İstanbul’un parlayan yıldızı Anadolu Yakası’nda ''yatırımların yoğunlaşması ve şehrin bu yönde büyümesiyle birlikte, Anadolu Yakası daha değerli bir yaşam merkezine dönüşmeye başladı. “Pendik Marina, Kurtköy’deki İstanbul Park motor sporları pisti ve Sabiha Gökçen Havalimanı, İstanbul’un hızla gelişen önemli merkezlerini temsil ediyor” diyen Uludağ, İstanbul’un üç büyük gelişim arterinden ikisi olan Marmaray ve Avrasya Tüneli ile İstanbul’daki A tipi ofis arzının yarısının Anadolu Yakası’nda olduğunu belirtti. İstanbul Finans Merkezi sebebiyle ofis stoğu da gitgide artıyor. Uludağ, “Emaar, Anadolu Yakası’ndaki gelişimi ve bölgenin potansiyelini fark ederek yatırımlarını Çamlıca’ya yaptı. Projemizin içerisinde alışveriş merkezimiz Emaar Square Mail bulunuyor. Aynca bin 71 tane konutumuz ve bir ofis bloğumuz var. 2018 yılında ise Emaar Square projesinde bulunan 5 yıldızlı otelimiz The Address İstanbul açılacak” dedi.
BUKET PİLAVCI-TÜRKİYE KALİTE DERNEĞİ (KalDer) YÖNETİM KURULU BAŞKANI
"İnsanı ön plana koyan her yatırım başarılı olur"

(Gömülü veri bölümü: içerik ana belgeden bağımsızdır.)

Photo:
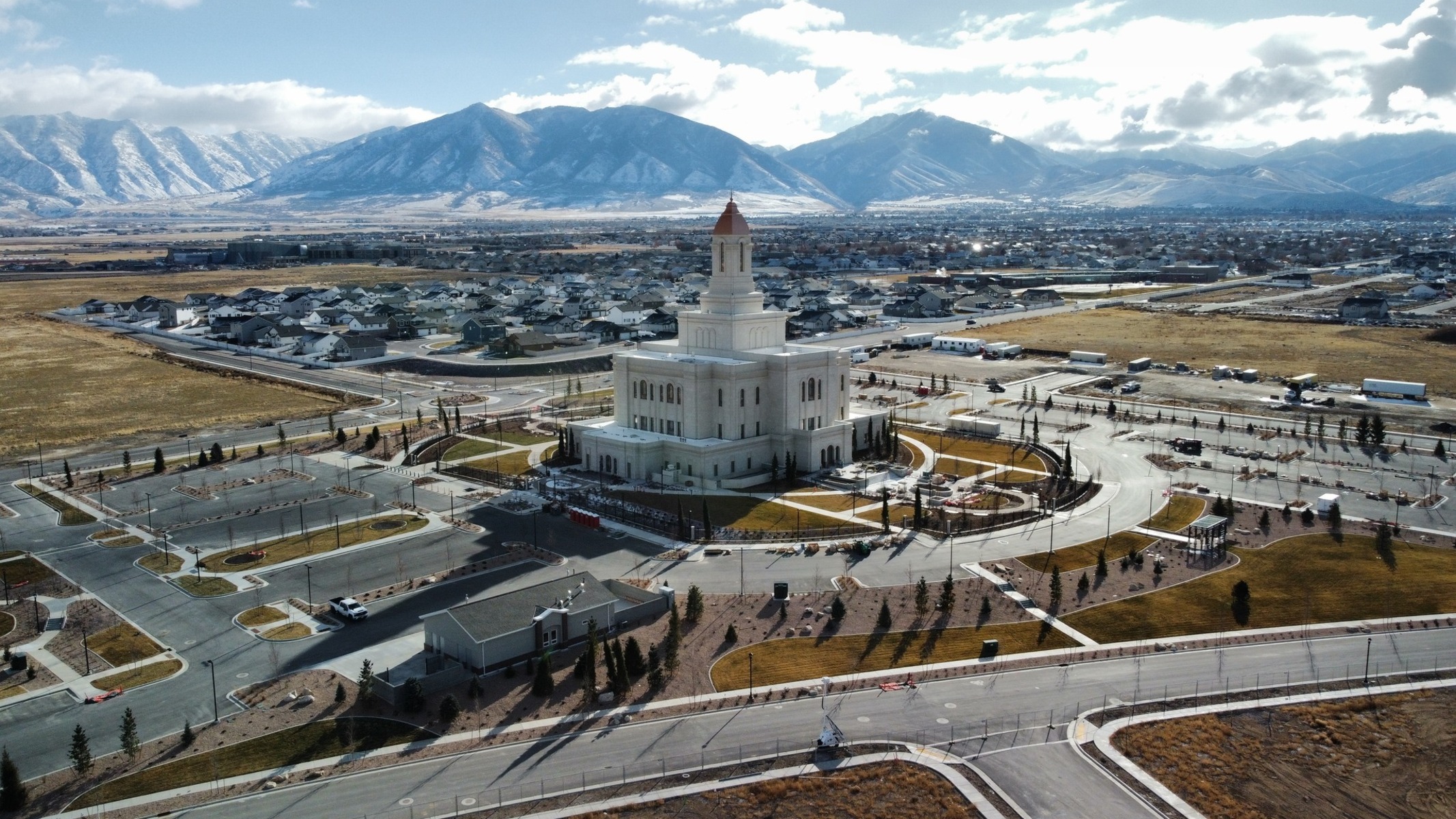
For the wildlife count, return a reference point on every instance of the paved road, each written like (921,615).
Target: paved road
(1036,695)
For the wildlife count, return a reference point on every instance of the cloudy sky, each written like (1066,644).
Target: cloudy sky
(1089,74)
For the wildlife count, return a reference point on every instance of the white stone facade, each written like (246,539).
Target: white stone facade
(714,406)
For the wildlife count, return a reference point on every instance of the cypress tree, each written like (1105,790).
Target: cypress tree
(128,735)
(14,793)
(79,754)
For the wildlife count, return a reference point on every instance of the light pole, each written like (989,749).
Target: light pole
(212,667)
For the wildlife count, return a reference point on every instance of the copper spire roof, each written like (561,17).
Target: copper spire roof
(731,223)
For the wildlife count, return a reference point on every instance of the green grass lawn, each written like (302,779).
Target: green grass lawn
(259,614)
(204,587)
(732,511)
(289,747)
(313,541)
(123,644)
(471,448)
(808,658)
(1175,517)
(160,562)
(136,677)
(70,515)
(1084,555)
(1300,579)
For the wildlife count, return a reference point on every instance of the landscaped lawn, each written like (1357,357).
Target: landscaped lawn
(732,511)
(141,676)
(510,463)
(123,644)
(1085,554)
(315,541)
(160,562)
(70,515)
(204,587)
(287,632)
(471,448)
(808,658)
(289,747)
(1296,581)
(1175,517)
(258,616)
(979,450)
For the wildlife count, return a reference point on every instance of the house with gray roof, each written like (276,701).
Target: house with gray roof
(496,632)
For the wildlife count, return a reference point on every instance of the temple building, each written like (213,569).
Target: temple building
(717,405)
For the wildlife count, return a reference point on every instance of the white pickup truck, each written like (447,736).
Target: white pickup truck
(348,607)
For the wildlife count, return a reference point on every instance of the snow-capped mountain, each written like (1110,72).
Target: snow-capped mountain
(56,163)
(899,156)
(549,158)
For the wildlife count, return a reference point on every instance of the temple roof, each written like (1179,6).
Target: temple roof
(731,222)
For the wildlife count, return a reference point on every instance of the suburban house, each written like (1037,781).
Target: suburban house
(501,630)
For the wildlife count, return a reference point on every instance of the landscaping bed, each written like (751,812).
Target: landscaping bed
(1386,756)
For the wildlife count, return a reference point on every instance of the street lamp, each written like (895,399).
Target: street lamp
(212,667)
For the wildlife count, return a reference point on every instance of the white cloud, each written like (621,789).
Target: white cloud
(281,106)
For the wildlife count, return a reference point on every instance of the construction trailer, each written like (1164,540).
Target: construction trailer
(1408,390)
(953,344)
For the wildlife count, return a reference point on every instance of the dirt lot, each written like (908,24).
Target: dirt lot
(70,384)
(885,789)
(1337,352)
(1393,757)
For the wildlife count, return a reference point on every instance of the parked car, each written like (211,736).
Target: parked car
(348,607)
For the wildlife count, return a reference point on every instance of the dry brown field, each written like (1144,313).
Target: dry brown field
(1337,352)
(66,384)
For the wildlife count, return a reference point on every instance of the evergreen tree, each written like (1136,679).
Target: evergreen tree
(633,655)
(695,604)
(543,684)
(947,601)
(674,640)
(128,735)
(451,709)
(366,681)
(14,793)
(81,751)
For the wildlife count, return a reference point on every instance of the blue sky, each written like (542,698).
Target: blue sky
(1088,74)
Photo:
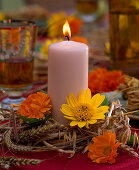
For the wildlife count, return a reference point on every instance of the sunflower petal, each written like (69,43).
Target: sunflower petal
(71,118)
(66,109)
(81,97)
(97,100)
(92,121)
(102,109)
(72,100)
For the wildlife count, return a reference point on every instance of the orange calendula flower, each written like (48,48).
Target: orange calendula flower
(102,80)
(36,105)
(104,148)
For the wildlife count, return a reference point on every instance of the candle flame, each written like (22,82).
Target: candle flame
(66,29)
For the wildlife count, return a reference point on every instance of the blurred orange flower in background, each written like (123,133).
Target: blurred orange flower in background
(36,105)
(80,39)
(104,148)
(102,80)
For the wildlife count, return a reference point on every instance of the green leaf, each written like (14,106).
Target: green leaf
(105,102)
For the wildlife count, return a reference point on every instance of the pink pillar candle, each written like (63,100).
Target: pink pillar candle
(67,73)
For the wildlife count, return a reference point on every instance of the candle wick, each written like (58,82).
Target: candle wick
(67,37)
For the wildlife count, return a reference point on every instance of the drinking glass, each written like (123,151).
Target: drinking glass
(87,9)
(17,45)
(124,35)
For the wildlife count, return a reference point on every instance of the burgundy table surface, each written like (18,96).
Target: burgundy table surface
(55,161)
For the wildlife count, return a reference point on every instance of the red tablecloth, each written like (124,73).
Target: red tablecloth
(56,161)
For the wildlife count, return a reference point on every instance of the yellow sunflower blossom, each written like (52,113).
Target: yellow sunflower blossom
(85,110)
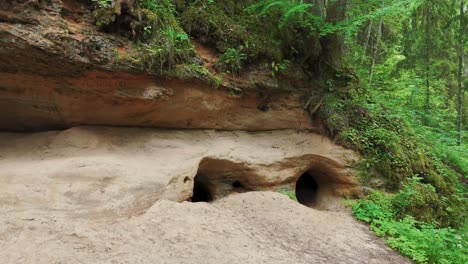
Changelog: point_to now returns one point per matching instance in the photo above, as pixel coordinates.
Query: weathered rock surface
(58, 71)
(254, 227)
(98, 172)
(109, 195)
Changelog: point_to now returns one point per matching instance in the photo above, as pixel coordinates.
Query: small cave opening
(201, 191)
(306, 189)
(237, 184)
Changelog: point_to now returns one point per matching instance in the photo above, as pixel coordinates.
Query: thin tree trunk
(428, 67)
(460, 72)
(375, 52)
(332, 44)
(366, 44)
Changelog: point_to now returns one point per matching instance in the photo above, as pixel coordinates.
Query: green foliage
(103, 3)
(422, 242)
(277, 68)
(291, 195)
(232, 60)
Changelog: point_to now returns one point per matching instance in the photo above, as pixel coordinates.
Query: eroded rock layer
(58, 71)
(104, 173)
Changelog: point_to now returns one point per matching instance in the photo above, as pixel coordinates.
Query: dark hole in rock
(306, 189)
(237, 184)
(201, 191)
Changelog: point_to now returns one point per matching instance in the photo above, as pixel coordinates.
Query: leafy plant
(277, 68)
(422, 242)
(232, 60)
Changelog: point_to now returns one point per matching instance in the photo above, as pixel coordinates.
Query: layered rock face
(108, 195)
(96, 172)
(97, 194)
(58, 71)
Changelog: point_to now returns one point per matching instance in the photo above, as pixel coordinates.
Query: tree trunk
(460, 72)
(428, 66)
(333, 43)
(375, 52)
(366, 44)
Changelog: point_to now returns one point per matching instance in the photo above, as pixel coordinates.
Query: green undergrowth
(422, 242)
(392, 152)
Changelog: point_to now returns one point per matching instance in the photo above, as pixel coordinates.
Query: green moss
(392, 154)
(104, 16)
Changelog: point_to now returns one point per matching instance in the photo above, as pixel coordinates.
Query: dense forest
(390, 77)
(383, 78)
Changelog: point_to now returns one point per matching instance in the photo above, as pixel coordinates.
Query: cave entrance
(306, 189)
(201, 190)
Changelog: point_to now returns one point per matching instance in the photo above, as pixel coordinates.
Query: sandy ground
(107, 195)
(254, 227)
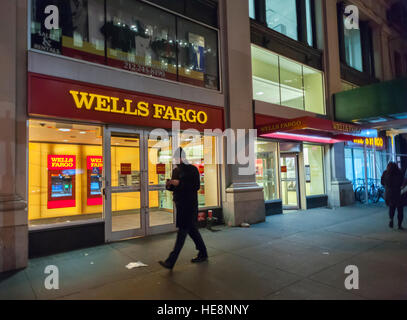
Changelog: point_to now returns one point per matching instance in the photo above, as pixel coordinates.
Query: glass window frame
(153, 5)
(217, 144)
(301, 19)
(323, 167)
(279, 57)
(366, 43)
(277, 165)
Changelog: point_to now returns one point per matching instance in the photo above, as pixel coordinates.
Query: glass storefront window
(138, 37)
(251, 9)
(201, 152)
(314, 170)
(285, 82)
(282, 17)
(314, 91)
(349, 165)
(308, 14)
(267, 168)
(65, 171)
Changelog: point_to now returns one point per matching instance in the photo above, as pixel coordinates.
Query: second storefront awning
(310, 129)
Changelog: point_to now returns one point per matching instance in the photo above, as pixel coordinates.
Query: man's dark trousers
(181, 236)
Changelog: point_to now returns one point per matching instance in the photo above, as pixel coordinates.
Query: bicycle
(374, 191)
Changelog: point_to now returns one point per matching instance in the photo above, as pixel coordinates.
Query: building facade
(89, 83)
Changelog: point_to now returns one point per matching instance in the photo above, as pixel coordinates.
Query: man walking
(185, 183)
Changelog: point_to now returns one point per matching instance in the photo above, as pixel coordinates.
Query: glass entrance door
(136, 168)
(289, 181)
(160, 216)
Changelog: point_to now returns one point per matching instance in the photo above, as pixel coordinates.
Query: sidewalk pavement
(301, 255)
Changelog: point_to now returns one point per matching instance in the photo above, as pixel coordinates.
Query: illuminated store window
(65, 169)
(200, 152)
(282, 17)
(349, 165)
(139, 37)
(267, 168)
(279, 80)
(291, 86)
(314, 90)
(314, 170)
(308, 15)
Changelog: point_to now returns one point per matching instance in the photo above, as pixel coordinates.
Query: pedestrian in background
(392, 180)
(185, 183)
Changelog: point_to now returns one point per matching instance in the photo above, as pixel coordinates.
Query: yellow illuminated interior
(53, 138)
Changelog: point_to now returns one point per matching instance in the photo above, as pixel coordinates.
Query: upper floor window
(293, 18)
(282, 81)
(398, 64)
(346, 86)
(353, 48)
(130, 35)
(252, 13)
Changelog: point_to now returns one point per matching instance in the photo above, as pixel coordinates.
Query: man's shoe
(166, 265)
(199, 259)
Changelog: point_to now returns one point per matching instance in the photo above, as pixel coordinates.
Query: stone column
(13, 214)
(340, 190)
(243, 199)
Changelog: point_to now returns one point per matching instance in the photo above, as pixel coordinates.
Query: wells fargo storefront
(97, 170)
(291, 159)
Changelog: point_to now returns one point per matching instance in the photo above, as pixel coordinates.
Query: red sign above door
(62, 98)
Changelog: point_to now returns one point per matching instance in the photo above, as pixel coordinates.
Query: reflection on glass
(125, 170)
(281, 16)
(79, 35)
(289, 186)
(267, 168)
(140, 38)
(266, 85)
(197, 50)
(282, 81)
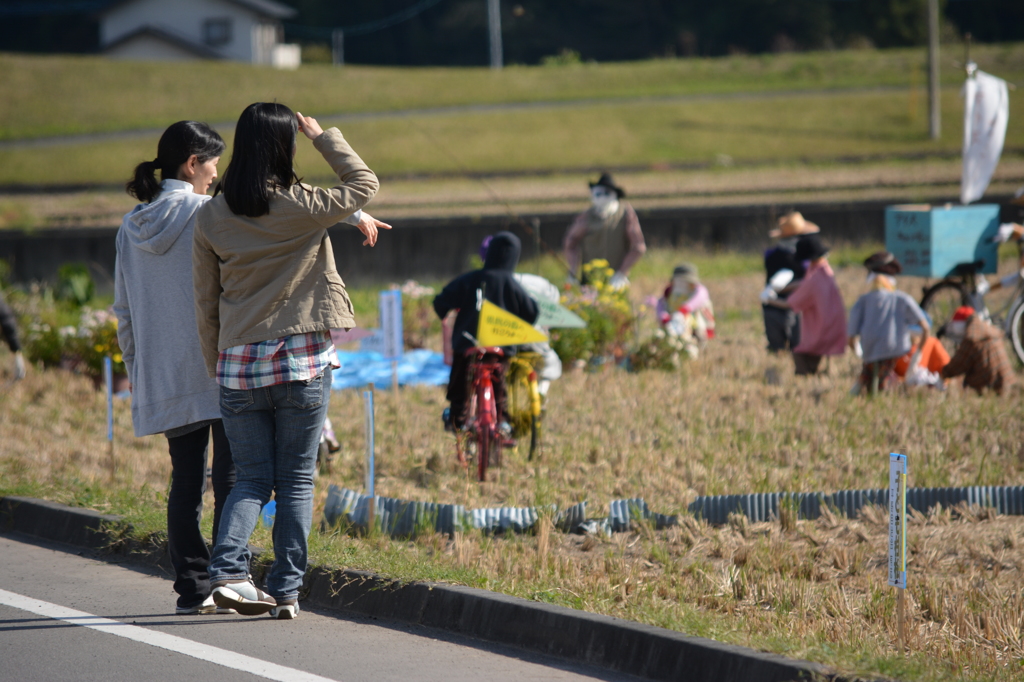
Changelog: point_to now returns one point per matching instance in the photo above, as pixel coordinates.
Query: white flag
(986, 110)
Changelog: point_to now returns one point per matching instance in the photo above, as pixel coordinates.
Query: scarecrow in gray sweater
(609, 229)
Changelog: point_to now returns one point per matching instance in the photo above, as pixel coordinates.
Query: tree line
(455, 32)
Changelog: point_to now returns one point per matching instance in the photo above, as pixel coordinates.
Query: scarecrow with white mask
(981, 356)
(883, 321)
(608, 229)
(783, 273)
(685, 309)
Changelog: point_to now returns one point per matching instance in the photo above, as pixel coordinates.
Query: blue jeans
(274, 434)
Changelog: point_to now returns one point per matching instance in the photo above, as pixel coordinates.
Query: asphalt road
(67, 616)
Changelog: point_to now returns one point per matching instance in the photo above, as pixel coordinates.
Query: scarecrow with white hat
(685, 309)
(609, 229)
(784, 271)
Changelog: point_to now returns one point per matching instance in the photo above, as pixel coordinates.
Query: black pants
(189, 553)
(781, 328)
(459, 387)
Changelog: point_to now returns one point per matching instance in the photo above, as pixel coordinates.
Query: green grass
(56, 95)
(814, 591)
(816, 128)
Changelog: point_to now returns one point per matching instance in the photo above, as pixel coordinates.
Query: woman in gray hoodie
(171, 392)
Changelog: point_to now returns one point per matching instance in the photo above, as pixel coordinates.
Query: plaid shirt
(296, 357)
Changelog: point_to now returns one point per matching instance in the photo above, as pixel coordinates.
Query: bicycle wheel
(940, 302)
(1017, 330)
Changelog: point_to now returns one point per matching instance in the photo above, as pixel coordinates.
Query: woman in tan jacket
(267, 293)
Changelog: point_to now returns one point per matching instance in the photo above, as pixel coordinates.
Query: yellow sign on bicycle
(501, 328)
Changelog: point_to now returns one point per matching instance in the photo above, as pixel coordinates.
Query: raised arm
(357, 184)
(638, 247)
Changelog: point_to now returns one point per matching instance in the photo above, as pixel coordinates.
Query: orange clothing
(933, 357)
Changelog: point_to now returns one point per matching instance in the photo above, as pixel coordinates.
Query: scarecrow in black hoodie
(498, 286)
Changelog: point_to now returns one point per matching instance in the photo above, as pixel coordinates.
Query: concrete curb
(599, 640)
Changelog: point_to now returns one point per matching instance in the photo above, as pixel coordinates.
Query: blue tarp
(416, 367)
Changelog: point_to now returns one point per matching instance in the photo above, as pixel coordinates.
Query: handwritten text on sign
(897, 520)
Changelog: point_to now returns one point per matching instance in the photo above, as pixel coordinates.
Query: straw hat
(810, 247)
(793, 224)
(687, 271)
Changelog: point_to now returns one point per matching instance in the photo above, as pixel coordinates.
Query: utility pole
(338, 47)
(495, 32)
(934, 112)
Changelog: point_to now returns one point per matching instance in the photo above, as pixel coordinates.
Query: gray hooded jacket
(154, 300)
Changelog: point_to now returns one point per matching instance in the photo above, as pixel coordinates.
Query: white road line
(153, 638)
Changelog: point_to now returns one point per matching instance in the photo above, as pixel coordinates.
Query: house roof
(263, 7)
(198, 49)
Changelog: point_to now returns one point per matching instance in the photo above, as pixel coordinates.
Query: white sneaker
(286, 609)
(242, 596)
(203, 608)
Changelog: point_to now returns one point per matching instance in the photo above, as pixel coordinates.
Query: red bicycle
(482, 418)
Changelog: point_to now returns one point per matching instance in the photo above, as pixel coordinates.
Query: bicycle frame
(482, 418)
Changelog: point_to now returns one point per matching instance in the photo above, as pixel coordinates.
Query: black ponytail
(178, 142)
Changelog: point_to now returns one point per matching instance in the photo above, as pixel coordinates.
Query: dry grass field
(811, 589)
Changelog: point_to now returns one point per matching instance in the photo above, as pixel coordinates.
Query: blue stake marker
(109, 379)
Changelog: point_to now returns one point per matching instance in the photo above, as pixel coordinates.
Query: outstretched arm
(638, 247)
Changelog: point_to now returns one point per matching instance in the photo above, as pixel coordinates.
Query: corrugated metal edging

İstanbul’un çok büyüdüğüne ve bir şehir olmanın ötesine geçtiğine değinerek sözlerine başlayan Pilavcı; “Bir işin doğru yapılması, insanların yaşam kalitesine hizmet içindir. Anadolu Yakası İstanbul’un banliyösü ve daha çok oturulan, daha az iş yapılan bölgesi oldu” dedi. Gayrimenkul şapkası da olan Pilavcı, bir AVM’nin de yöneticisi. Pilavcı, “AVM’ler bölgenin yaşamına farklı katkılar yapıyor. Bulundukları yerdeki yaşamı değiştiriyorlar. Emaar’ın bu yatırımının bölgenin gelişmesinde çok iyi olabileceğini biliyoruz” dedi. İnsanı ön plana koyan her yatırımın başarılı olacağına inandığını söyleyen Pilavcı, toplantıda iklim değişimleri konusuna da değindi ve “Bir şehirde yükselen yerler, gökdelenler olabilir ama hava koridorlarının düşünülmesi gerekiyor. Hava koridorlarını kestiğinizde şehir mahvoluyor” dedi.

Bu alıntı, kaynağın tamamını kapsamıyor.